With m = 3k – 1, we have:
(9k – ((3k – 1) mod 2) – 3)/2 , 9k – 3, 9k – 1.
Therefore, generally for nontrine m > 4 we have:
(3m – (m mod 2))/2 + (m mod 3) , 3m + 1 + (m mod 3), and 3m + 3 + (m mod 3),
the residue expressed as –1, 0, or +1 (mod 3).
We have m = 1 thrice at n = 1, 2, and 4.
The terms 2 ≤ m ≤ 3 appear thrice at indices 2m – 1 and again at 4m – 2 and 4m.
Hence we can predict any appearance of m.
This concludes the work in progress. More will be added soon.
Appendix:
Code 1: Generate s(n) per definition:
s = Block[{a = {1}},
Do[AppendTo[a, If[Count[a, a[[-1]] ] == 1,
Total@ Select[#, Last[#] == 1 &][[All, -1]],
Total@ Select[#, Last[#] > 1 &][[All, -1]]
] &@ Tally[a]], 2^12]; a]
Code 2: Generate s(n) via formula 2 (much faster):
s = {1, 1, 2, 1, 3}~Join~Array[
If[FreeQ[{0, 2, 4, 7}, #3],
(#1/3) - #2/3 - Boole[#3 == 3],
2 (#1/3) + #2/3
] & @@ {#, Mod[#, 3], Mod[#, 9]} &, 10^6, 6]

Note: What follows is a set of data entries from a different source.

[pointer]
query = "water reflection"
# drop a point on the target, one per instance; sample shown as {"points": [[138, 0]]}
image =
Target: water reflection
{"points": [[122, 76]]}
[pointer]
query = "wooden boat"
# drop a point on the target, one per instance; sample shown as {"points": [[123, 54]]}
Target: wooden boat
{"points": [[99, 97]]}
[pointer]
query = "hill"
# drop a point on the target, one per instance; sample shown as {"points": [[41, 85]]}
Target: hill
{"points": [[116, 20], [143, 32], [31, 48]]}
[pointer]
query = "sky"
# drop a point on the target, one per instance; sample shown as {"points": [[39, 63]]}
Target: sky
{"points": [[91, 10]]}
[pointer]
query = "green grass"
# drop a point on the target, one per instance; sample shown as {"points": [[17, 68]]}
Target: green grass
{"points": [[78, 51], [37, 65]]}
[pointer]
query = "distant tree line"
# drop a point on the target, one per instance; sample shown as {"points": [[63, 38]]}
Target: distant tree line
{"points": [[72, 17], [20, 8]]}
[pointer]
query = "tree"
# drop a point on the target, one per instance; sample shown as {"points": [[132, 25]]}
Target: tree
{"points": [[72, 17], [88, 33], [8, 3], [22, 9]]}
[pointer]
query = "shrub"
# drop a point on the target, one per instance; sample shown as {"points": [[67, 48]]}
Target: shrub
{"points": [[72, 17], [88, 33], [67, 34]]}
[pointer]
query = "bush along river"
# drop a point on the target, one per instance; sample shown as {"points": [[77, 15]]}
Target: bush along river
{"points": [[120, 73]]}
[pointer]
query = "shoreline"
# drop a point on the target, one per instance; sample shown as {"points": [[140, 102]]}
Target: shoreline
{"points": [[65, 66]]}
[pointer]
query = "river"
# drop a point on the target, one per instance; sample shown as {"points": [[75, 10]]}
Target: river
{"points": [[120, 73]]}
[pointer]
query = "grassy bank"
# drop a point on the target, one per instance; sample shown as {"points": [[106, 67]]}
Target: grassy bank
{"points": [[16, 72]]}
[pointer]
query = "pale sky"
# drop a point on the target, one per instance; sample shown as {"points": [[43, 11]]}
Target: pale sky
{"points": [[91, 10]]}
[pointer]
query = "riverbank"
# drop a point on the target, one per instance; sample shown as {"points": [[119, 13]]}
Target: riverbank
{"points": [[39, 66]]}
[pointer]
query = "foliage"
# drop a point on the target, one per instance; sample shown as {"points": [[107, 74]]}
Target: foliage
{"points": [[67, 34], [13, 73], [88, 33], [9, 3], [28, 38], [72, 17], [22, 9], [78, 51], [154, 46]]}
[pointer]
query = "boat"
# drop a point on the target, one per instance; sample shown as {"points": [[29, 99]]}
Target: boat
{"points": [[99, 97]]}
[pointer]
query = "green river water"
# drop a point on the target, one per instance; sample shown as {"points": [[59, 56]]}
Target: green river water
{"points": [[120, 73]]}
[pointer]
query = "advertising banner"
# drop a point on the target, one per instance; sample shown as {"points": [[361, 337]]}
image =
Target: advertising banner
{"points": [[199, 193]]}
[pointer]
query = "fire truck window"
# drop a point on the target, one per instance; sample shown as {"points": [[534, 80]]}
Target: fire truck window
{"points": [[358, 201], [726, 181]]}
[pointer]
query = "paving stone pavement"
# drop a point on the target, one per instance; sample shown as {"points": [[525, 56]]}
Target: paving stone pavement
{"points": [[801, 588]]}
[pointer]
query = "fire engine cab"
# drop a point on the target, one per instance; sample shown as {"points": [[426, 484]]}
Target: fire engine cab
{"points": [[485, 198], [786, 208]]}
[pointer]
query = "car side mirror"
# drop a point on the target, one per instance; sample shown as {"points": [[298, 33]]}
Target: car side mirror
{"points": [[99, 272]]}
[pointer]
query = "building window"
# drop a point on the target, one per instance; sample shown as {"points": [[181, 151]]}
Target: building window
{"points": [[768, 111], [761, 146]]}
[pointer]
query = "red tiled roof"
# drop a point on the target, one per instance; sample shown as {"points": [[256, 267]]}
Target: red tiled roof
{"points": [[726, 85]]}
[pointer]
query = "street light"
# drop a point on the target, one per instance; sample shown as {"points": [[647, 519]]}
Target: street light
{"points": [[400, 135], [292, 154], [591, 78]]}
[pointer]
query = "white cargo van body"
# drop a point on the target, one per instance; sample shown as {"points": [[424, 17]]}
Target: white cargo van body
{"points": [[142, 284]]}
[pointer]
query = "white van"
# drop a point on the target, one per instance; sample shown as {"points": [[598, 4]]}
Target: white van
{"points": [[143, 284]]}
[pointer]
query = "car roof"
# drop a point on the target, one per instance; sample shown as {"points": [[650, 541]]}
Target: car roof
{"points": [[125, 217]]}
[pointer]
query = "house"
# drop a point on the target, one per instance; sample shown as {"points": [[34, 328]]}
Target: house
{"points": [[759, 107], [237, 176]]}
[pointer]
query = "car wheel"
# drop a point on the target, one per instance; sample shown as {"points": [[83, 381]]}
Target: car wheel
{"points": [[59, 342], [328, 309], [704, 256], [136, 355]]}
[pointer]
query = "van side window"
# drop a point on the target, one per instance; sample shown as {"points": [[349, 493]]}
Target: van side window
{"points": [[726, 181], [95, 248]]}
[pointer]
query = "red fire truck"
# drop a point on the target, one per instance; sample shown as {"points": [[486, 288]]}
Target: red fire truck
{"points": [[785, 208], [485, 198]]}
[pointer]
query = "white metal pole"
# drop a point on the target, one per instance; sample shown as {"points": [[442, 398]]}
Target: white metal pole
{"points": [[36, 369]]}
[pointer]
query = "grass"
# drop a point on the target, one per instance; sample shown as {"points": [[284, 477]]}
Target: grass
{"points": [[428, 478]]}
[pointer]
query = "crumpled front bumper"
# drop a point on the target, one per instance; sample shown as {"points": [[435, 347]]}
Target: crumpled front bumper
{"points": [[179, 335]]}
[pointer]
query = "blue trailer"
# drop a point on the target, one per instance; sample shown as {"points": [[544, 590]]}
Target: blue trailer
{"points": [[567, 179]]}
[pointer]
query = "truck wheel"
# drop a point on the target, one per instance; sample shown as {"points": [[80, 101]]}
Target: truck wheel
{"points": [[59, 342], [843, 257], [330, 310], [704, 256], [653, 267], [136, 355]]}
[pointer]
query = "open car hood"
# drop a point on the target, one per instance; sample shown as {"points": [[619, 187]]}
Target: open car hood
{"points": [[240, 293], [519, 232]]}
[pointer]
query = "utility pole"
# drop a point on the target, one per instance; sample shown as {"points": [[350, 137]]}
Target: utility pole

Code 3: Generate s(n) but report κ(n) at points when it changes:
Block[{a = {1}, k = {0}, kk = {}, kw = {0}, p = {0}, pp = {0}, pw = {0}},
Do[If[Count[a, a[[-1]] ] == 1,
(AppendTo[a, Total@ #[[All, -1]]];
AppendTo[k, Total@ #[[All, -1]]];
AppendTo[kk, i];
AppendTo[kw,
StringJoin@
Riffle[Map[ToString, Union@ #[[All, 1]]], "."]]) &@
Select[#, Last[#] == 1 &],
(AppendTo[a, Total@ #[[All, -1]]];
AppendTo[p, Total@ #[[All, -1]]];
AppendTo[pp, i];
AppendTo[pw,
StringJoin@
Riffle[Map[ToString,
Sort@ Flatten[ConstantArray[#1, #2] & @@ # & /@ #]],
"."]]) &@ Select[#, Last[#] > 1 &]
] &@ Tally[a], {i, 60}];
Array[{kk[[#]] - 1, Mod[kk[[#]] - 1, 9], k[[#]], kw[[#]]} &,
Length@ k - 1]] // TableForm
Code 4: Generate s(n) but report π(n) at points when it changes:
Block[{a = {1}, k = {0}, kk = {}, kw = {0}, p = {0}, pp = {0}, pw = {0}},
Do[If[Count[a, a[[-1]] ] == 1,
(AppendTo[a, Total@ #[[All, -1]]];
AppendTo[k, Total@ #[[All, -1]]];
AppendTo[kk, i];
AppendTo[kw,
StringJoin@
Riffle[Map[ToString, Union@ #[[All, 1]]], "."]]) &@
Select[#, Last[#] == 1 &],
(AppendTo[a, Total@ #[[All, -1]]];
AppendTo[p, Total@ #[[All, -1]]];
AppendTo[pp, i];
AppendTo[pw,
StringJoin@
Riffle[Map[ToString,
Sort@ Flatten[ConstantArray[#1, #2] & @@ # & /@ #]],
"."]]) &@ Select[#, Last[#] > 1 &]
] &@ Tally[a], {i, 60}];
Array[{pp[[#]] - 1, Mod[pp[[#]] - 1, 9], p[[#]], pw[[#]]} &,
Length@ p - 1]] // TableForm
Document Revision Record.
2020 1217 2200 Created.
2020 1218 1130 Indices n of terms m in s(n).